The announcement spurred outrage and revolt, and civil wars followed. A crowd even burned the Senate House out of anger over how Julius Caesar died. Everyday Romans cared little about the traditions of the Roman Senate, after all, and they had largely benefitted from their slain leader’s reforms for the past several years.
Caesar’s friend and deputy Mark Antony initially tried to take control, but Caesar had named his 18-year-old great-nephew Caesar Augustus as his heir. Also known as Octavian, the young man amassed a private army and won control over numerous legions to solidify that claim. Many of the assassins were involved in the civil war that followed and met horrible deaths.
“All were condemned to death… and all met it in different ways — some in shipwreck, some in battle, some using the very daggers with which they had treacherously murdered Caesar to take their own lives,” wrote Roman author Gaius Suetonius Tranquillus in The Lives of the Twelve Caesars.
After Julius Caesar’s death, Romans wept as slaves carried his body to his home. His funeral on March 20 was attended en masse, and his cremated remains were buried in his family tomb.
Perhaps most fascinating is that Suetonius believed Caesar knew of the assassination. According to his record, a soothsayer named Spurinna had previously warned Caesar of a great danger that would occur by the Ides of March. As Caesar entered the Senate that fateful day, he supposedly said to Spurinna, “You realize the Ides have come?” The soothsayer replied, “You realize they have not yet gone?”

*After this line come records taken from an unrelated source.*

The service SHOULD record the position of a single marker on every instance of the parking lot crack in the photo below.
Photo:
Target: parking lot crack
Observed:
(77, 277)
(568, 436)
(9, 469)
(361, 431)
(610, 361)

Over the centuries, the story of the assassination of Julius Caesar has become almost legendary. It happened so long ago that it can be hard to separate fact from myth, but thanks to the historians who documented such a major event in Roman history, we can continue to study how Julius Caesar died. Even the Theatre of Pompey, where the great Roman leader took his last breath, can still be seen — as part of a cat sanctuary.